A little background here first though just to set everyone's mind at ease. I've had Midnight in to the Vet a number of times, not just for routine check-ups & shots, but for complete work ups, the last one was just last month. I just wanted to know in my own gut that he was healthy & not suffering with a food allergy. Well, it seems he is just fine except he has a "sensitivity" (not allergy) to corn and possibly wheat. The Vet is not sure but she was certainly impressed with the fact that I had already told her I wanted to get Midnight off of white grains and corn. In fact the Vet offered Midnight a kibble of "Science Diet" and he just smelled it and then turned his nose up at it, he just refused to eat it.

You my friend, might just be on to something here though. Fromm has CHEESE and Midnight LOVES cheese. Plus, one of their foods has BROWN rice, not white. I mean, I even refuse to eat white rice. Plus, it is really not priced that bad either. Sure beats the $16 to $19 a 4 lb bag brand that he just refused to touch AND I can have it shipped to the house too.

I may just take another person's idea and do a 24 hr fast followed by the switch to Fromm. At least I will feel better about the quality he is getting and YES you are right it DEFINITELY helps that Fromm has never been recalled.

Again, thank you!!!!!


----------



## Midnight (Jul 4, 2011)

brindle said:


> Dog is spoiled. You need to place the food down for 10-15 minutes and if he doesn't eat it, take it away. I had a foster attempt this with me and it took four days, by the fifth he ate like he was starving (he was probably pretty hungry).
> If a dog is healthy (have you taken him to the vet lately to be sure he is healthy), then he will eat eventually.
> This is not a human being we are talking about...


OH YES, Midnight has been to the vet, just last month, for a total work up to make sure he was healthy. The vet said "he might have a sensitivity to wheat and/or corn" but isn't showing the "classic signs of allergies". In fact she offered him a kibble of "Science Diet" and he turned his nose up at it.

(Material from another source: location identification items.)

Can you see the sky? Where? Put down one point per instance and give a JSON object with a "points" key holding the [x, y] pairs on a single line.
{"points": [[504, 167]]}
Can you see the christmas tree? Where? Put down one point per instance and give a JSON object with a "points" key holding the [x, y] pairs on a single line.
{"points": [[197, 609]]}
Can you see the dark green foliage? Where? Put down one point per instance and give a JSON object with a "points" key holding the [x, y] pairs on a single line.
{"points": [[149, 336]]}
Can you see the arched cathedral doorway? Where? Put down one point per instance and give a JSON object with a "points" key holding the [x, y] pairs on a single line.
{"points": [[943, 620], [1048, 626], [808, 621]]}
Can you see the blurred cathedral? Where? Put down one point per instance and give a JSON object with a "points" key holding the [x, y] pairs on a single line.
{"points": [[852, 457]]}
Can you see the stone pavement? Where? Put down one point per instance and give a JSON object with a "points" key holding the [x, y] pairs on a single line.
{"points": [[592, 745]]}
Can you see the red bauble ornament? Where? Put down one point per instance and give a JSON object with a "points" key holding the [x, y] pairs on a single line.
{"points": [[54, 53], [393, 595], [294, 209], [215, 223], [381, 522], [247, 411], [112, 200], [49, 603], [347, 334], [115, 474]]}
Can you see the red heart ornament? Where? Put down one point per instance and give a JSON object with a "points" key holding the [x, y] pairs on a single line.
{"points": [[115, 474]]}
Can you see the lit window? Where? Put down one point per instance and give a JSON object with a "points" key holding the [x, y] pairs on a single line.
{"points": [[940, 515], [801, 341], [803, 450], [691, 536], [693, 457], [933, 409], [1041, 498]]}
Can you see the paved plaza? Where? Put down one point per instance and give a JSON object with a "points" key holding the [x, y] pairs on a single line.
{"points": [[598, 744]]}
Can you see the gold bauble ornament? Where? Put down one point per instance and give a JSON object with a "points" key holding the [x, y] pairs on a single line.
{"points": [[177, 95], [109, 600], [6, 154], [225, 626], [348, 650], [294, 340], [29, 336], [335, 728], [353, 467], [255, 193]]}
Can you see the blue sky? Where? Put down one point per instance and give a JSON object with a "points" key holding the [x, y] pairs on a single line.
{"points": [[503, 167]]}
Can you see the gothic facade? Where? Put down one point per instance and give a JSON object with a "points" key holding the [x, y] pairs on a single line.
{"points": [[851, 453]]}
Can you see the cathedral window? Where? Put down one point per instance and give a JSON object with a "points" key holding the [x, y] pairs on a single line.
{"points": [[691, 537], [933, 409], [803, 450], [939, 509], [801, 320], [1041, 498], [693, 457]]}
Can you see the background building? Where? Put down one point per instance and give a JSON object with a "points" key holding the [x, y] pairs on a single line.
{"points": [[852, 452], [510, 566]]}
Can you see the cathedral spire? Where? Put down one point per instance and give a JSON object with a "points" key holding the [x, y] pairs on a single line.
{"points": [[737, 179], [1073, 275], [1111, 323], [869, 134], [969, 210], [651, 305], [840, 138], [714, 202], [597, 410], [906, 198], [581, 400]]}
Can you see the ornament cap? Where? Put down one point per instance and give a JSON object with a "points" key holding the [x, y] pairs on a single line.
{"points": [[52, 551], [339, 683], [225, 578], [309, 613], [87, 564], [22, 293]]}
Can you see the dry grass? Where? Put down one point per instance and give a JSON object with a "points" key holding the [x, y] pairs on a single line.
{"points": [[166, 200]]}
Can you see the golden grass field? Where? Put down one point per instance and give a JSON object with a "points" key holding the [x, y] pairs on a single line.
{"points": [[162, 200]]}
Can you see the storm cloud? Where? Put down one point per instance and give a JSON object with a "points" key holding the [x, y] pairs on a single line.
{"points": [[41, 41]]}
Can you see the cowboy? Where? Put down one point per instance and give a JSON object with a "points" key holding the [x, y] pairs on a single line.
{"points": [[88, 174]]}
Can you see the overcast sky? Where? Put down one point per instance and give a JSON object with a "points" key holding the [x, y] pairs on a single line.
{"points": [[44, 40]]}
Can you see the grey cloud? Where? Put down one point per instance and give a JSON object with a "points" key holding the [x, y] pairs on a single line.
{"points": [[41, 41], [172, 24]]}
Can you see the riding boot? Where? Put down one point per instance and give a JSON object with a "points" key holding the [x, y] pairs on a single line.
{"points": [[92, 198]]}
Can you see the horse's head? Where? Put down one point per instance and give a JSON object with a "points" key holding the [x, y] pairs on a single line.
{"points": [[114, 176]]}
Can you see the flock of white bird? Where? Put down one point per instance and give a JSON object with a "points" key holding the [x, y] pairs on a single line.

I think "PDXdogmom" had a great suggestion with Fromm. Midnight LOVES cheese AND I can have it shipped to the house (there are times when that would be a MAJOR plus for me) and it's never been recalled?? Oh yeah, we like this. Plus, it is really not a bad price at all and yes I may well do the fasting thing for 24 to 48 hours and then do the switch over cold-turkey. BTW, you tell him he isn't human!!  He may differ with you. (Kidding of course.)


----------



## Sapphire-Light (Aug 8, 2010)

How is Midnight eating now?

A thing that has helped me a lot wit my picky is to have at least 2 different bags of opened kibble, so you feed brand #1 in the morning and brand #2 at night

Have you tried mixing dehydrated food? you can use the dehydrated food, for example use two spoons add water and then you add it to the dry kibble, this way it makes like a broth to add extra flavor to the kibble, Pompadour liked a lot the mix from Sojos however I haven't seen it anymore were I live 

Raw Dog Food - All Natural, Grain-Free Dog Food from Sojos


----------



## Herzo (Feb 5, 2011)

I was wondering the same thing, have you tried a topper in his food? I always add something.


----------